Elle incarne ici un personnage qui est une fille avant d’être une mère et une grand-mère, et surtout une femme libre, une éternelle amoureuse. Au cours de son périple, elle va notamment rencontrer un vieil agriculteur (scène absolument irrésistible tout comme sa rencontre d’une nuit, belle découverte que Paul Hamy qui incarne l’heureux élu). Sa confrontation avec cette galerie de personnages incarnés par des non professionnels pourrait à chaque fois donner lieu à un court-métrage tant ce sont de savoureux moments de cinéma, mais une histoire et un portrait se construisent bel et bien au fil de la route. Le film va ensuite prendre une autre tournure lorsque son petit-fils l’accompagnera dans son périple. En découvrant la vie des autres, et en croyant fuir la sienne, elle va au contraire lui trouver un nouveau chemin, un nouveau sens, être libérée du poids du passé.

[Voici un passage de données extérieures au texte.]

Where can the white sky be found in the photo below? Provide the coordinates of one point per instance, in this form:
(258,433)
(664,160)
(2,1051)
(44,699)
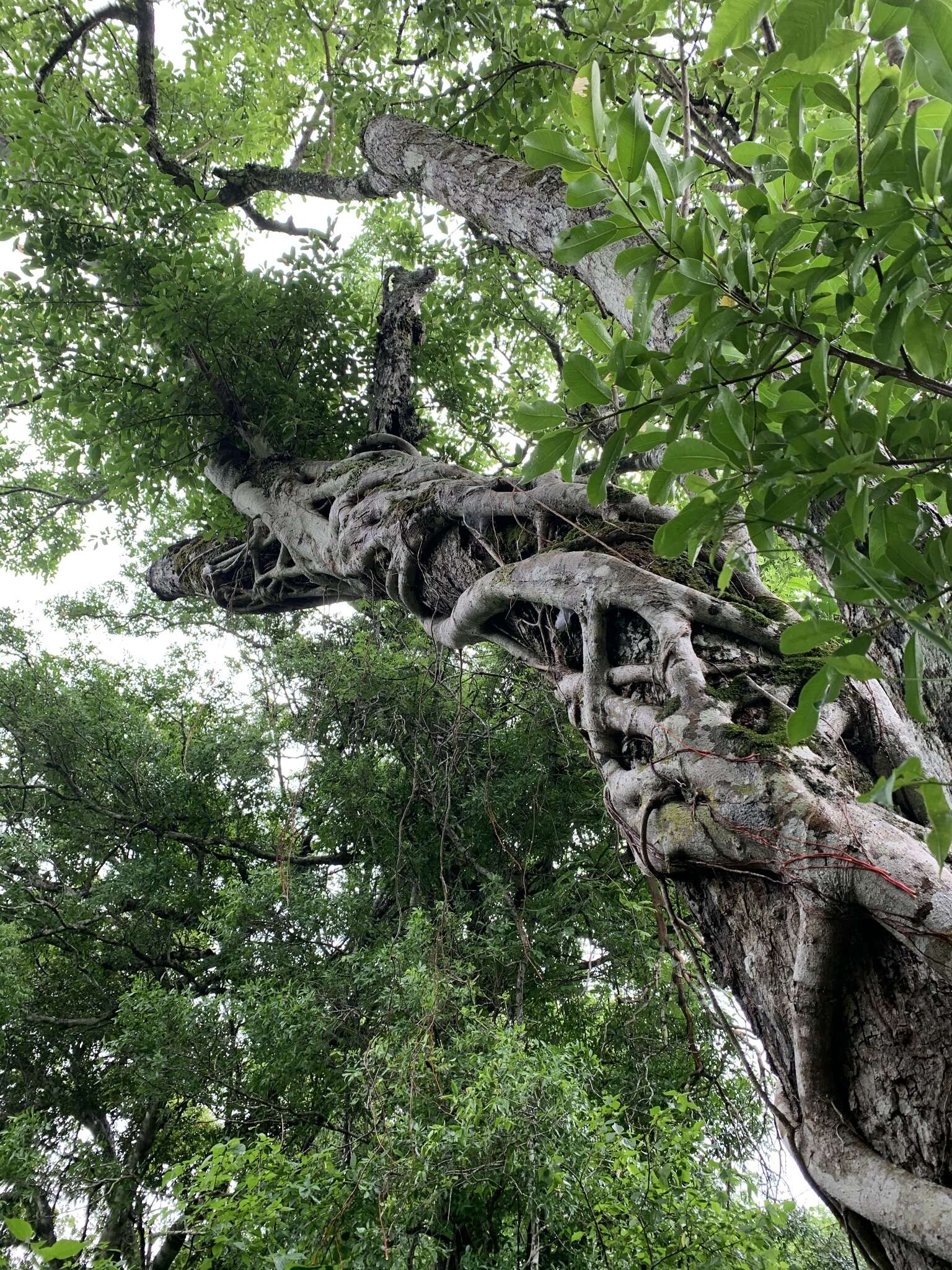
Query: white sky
(102,561)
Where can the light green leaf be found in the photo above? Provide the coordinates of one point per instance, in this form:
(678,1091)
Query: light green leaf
(580,376)
(539,415)
(588,191)
(597,486)
(913,672)
(733,23)
(672,539)
(19,1230)
(549,149)
(803,24)
(594,332)
(805,637)
(633,139)
(909,773)
(587,106)
(692,455)
(931,36)
(547,454)
(574,244)
(881,107)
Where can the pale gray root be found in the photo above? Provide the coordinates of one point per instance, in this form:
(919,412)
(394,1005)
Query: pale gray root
(391,398)
(640,658)
(506,198)
(844,1168)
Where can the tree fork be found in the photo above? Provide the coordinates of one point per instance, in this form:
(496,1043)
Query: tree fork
(662,675)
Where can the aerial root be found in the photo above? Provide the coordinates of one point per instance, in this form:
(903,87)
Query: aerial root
(844,1169)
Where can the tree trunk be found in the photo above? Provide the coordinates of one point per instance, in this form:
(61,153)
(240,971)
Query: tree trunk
(828,918)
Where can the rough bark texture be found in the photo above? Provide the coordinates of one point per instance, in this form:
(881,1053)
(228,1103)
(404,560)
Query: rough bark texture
(682,698)
(828,918)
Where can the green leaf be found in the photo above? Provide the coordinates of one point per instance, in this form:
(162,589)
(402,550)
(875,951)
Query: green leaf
(588,191)
(837,48)
(574,244)
(801,27)
(539,415)
(888,335)
(697,277)
(594,332)
(633,139)
(886,19)
(734,414)
(733,23)
(19,1230)
(930,30)
(819,368)
(881,107)
(631,257)
(856,666)
(913,672)
(795,116)
(547,149)
(805,637)
(783,234)
(819,689)
(63,1250)
(938,840)
(909,773)
(692,455)
(587,106)
(833,97)
(580,376)
(672,539)
(597,488)
(547,454)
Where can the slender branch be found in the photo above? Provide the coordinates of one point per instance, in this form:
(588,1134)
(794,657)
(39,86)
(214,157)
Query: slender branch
(108,13)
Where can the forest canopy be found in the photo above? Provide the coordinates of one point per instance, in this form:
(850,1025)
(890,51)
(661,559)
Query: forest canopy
(627,360)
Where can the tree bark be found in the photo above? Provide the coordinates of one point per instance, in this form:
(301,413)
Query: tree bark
(828,918)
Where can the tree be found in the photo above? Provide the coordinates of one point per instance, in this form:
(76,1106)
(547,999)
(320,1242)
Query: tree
(266,1024)
(758,213)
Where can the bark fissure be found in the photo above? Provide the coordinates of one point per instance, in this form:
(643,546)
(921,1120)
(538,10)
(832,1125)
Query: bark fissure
(660,673)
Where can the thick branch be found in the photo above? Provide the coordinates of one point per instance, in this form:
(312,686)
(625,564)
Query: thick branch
(391,399)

Si le film est essentiellement interprété par des non professionnels (qui apportent là aussi un naturel et un décalage judicieux), nous croisons aussi Mylène Demongeot (trop rare), le peintre Gérard Garouste et la chanteuse Camille (d’ailleurs l’interprète d’une chanson qui s’intitule « Elle s’en va » mais qui n’est pas présente dans le film) dans le rôle de la fille cyclothymique de Bettie et enfin Nemo Schiffman, irréprochable dans le rôle du petit-fils. Ajoutez à cela une remarquable BO et vous obtiendrez un des meilleurs films de l’année 2013.
Présenté en compétition officielle de la Berlinale 2013 et en compétition du Champs-Elysées Film Festival 20013, « Elle s’en va » a permis à Catherine Deneuve de recevoir le prix coup de cœur du Festival de Cabourg 2013.
« Elle s’en va » est d’abord un magnifique portrait de femme sublimant l’actrice qui l’incarne en la montrant paradoxalement plus naturelle que jamais, sans artifices, énergique et lumineuse, terriblement vivante surtout. C’est aussi une bouffée d’air frais et d’optimisme qui montre que soixante ans ou plus peut être l’âge de tous les possibles, celui d’un nouveau départ. En plus d’être tendre (parfois caustique mais jamais cynique ou cruel grâce à la subtilité de l’écriture d’Emmanuelle Bercot et le jeu nuancé de Catherine Deneuve), drôle et émouvant, « Elle s’en va » montre que , à tout âge, tout peut se (re)construire, y compris une famille et un nouvel amour. « Elle s’en va » est de ces films dont vous ressortez émus et le sourire aux lèvres avec l’envie d’embrasser la vie . Un bonheur ! Et un bonheur rare. Le film sort en salles le 18 septembre. Ne le manquez pas.